Open pmario opened 10 months ago
Something else to add to the mix. In Fuzzy Search – use diff-match-patch or other algorithms, I discuss an alternative implementation I developed for a StackOverflow answer, using an extension of Dice's Coefficient to include consideration of the multiplicities of bigrams and not just their existence.
You can see running versions of the Levenshtein distance and my String similarity pseudo-metric running on the Ramda REPL. (I'm using Ramda here only for the sorting; we can remove it easily enough.) The Levenshtein code is pulled randomly from the web. The string similarity code is my own. It's written in modern JS and would need to be refactored to work in ES5; that shouldn't be a big deal.
You can comment/uncomment the various search strings in the two versions, or edit to add your own. I limited the output to the top 50, which you can change in the last lines. We could easily change to limit to a certain metric threshold.
I'm not sure if this offers anything helpful here, but it seems to be related.
likewise, i don't know if this will be helpful, but i've done pretty extensive comparisons of many fuzzy and fulltext search libs in the process of writing https://github.com/leeoniya/uFuzzy
Hi @leeoniya thank you, uFuzzy looks very useful, and glad to see that it is a success. It is small enough that we might consider including it in the TiddlyWiki core (the other alternative is to integrate it via a plugin).
A key criteria for inclusion of a feature in the core is "universality", which roughly means that a plausible case can be made that that feature is beneficial to all users of TiddlyWiki (regardless of language, culture, etc.). An opposing criterion is the desire not to make the core too complex, of course.
In the case of uFuzzy, that leads to a question: I'd be very interested to understand better is whether including it would be useful for, say, our Chinese speaking users?
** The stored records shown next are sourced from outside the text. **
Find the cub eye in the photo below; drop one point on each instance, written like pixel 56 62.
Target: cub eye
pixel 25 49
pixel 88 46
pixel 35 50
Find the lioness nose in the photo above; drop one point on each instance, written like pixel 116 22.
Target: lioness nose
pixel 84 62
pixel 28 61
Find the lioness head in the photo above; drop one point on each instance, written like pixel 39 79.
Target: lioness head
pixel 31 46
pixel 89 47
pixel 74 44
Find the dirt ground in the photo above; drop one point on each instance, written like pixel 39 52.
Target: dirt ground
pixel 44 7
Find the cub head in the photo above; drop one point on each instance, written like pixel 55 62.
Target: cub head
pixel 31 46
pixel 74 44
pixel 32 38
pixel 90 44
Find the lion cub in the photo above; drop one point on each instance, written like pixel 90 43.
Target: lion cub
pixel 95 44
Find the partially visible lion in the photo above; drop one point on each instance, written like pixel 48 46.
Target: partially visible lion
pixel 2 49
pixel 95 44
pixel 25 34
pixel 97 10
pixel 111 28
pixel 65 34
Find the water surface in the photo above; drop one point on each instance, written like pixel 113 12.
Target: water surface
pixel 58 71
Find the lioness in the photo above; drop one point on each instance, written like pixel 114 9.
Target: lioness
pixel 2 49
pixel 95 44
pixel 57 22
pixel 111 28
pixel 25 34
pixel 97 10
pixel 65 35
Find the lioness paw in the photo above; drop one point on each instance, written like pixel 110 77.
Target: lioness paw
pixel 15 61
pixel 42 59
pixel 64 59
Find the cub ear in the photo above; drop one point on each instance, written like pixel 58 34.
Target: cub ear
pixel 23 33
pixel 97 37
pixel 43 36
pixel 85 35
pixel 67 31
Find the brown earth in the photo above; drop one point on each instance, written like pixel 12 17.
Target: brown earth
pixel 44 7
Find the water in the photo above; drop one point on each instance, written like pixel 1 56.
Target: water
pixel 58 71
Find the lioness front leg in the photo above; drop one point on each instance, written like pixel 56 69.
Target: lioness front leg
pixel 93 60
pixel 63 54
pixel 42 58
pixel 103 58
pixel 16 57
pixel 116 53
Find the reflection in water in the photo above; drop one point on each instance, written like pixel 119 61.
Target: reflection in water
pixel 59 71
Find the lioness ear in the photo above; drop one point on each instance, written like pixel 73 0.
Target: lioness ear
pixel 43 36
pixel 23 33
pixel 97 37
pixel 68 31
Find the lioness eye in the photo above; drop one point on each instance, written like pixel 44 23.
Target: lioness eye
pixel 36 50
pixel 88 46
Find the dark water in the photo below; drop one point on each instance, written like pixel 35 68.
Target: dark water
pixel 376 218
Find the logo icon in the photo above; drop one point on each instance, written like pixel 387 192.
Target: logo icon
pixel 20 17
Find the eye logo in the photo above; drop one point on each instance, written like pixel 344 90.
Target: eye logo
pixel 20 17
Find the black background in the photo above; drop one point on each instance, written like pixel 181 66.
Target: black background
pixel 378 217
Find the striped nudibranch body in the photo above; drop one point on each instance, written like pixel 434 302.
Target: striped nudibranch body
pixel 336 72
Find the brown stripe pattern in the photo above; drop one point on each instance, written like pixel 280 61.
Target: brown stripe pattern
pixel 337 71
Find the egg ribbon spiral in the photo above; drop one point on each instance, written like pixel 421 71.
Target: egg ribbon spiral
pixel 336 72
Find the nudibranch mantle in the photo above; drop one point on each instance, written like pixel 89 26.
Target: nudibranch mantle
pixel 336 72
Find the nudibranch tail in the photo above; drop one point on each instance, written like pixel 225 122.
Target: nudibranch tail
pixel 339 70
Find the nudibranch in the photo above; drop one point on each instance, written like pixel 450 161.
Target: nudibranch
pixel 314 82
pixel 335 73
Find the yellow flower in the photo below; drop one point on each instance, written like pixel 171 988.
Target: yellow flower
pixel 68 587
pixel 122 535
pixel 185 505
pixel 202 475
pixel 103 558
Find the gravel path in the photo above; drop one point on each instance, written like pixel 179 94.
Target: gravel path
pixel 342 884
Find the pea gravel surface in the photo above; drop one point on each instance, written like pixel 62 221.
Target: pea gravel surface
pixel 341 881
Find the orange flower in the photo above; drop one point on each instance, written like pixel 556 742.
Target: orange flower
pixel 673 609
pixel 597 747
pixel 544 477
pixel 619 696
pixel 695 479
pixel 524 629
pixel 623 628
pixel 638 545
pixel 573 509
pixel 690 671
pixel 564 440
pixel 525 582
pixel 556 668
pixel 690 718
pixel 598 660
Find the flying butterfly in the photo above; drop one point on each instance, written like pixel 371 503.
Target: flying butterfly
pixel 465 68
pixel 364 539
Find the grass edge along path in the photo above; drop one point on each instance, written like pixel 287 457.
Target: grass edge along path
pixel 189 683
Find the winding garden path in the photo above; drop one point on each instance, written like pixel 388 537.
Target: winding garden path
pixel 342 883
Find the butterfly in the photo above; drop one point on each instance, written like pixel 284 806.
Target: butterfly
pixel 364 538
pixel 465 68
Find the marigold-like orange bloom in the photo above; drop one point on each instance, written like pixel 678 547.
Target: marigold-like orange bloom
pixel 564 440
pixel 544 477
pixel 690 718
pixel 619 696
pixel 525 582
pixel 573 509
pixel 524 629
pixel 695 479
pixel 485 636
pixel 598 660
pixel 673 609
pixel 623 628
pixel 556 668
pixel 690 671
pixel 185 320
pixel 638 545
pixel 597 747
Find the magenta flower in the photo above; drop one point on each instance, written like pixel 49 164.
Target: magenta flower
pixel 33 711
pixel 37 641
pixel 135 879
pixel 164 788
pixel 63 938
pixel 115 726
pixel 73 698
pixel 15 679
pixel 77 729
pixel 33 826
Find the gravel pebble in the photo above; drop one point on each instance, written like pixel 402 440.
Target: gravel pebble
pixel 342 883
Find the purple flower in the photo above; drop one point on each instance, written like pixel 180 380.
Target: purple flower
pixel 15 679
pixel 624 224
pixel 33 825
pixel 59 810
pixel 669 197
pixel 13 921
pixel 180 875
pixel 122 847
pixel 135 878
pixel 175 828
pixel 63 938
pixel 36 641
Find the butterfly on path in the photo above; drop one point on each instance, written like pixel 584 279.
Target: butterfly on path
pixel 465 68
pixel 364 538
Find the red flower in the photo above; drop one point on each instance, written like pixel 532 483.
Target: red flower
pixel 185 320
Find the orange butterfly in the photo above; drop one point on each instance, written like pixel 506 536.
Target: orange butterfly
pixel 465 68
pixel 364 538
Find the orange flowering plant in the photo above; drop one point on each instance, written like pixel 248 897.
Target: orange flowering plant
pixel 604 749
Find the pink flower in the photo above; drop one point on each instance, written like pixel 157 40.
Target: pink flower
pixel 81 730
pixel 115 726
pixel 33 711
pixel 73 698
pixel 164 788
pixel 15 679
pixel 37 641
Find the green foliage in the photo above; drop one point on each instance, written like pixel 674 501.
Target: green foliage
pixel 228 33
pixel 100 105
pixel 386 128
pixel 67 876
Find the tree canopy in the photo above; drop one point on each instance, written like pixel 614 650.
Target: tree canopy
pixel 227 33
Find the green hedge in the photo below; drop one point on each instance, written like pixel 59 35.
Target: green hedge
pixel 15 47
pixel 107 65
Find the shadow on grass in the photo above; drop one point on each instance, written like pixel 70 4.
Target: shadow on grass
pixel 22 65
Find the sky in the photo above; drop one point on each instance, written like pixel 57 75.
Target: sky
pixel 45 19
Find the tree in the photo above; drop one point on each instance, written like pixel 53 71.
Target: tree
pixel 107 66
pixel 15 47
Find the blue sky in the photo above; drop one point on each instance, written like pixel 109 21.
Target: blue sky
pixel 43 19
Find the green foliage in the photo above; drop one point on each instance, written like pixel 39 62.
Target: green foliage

I'll tag @linonetwo and @oeyoews @BramChen @oflg who I think are our most active Chinese speaking contributors. If uFuzzy has the potential to be useful to Chinese speakers then I'd very much like to explore integrating it in the core.
uFuzzy uses regular expressions for search and matching, so it theoretically supports all languages. I did a small test and it seems good. It seems that it can be used in tw.
Hi @leeoniya thank you, uFuzzy looks very useful, and glad to see that it is a success. It is small enough that we might consider including it in the TiddlyWiki core (the other alternative is to integrate it via a plugin).
I think we do not need a new library, that is language dependent by default.
I think the existing diff-match-patch library already allows us to implement a fuzzy search as mentioned here at GH.
GH issue from @yaisog
I think it should be possible to use the match-demo code to implement a fuzzy search. @yaisog mentioned the "fuzzy location" parameter. But it is optional so setting it to 0 for our title search should be perfectly fine.
The only parameter that needs to be adjusted on a "per wiki / per language" basis may be the "match threshold", since it may depend on the language used in the wiki.
Also see
If there is a standard usage in the core to handle fuzzy search, I can patch it to support Chinese fuzzy search.
I already have a version in https://github.com/tiddly-gittly/tiddlywiki-plugins/tree/master/src/pinyin-fuzzy-search that addes pinyinfuse
filter operator. Just don't have a way to apply to standard search in tw. It currently only being used in my command palette plugin.
As the title says: "The core search result list should return relevant info for basic search terms - early"
What are basic search terms for new users.
tiddler, wiki, tiddlywiki, filter, widget, macro, list, theme, procedure, template, tab, json, data, plugin, save, import, image, edition, link, field, tag, wikitext, ...
The following screenshots show 45 results for every basic term mentioned above.
[!is[system]search:title<userInput>] :sort:integer[levenshtein<userInput>] :and[limit[250]]
You can decide for yourself, what makes more sense.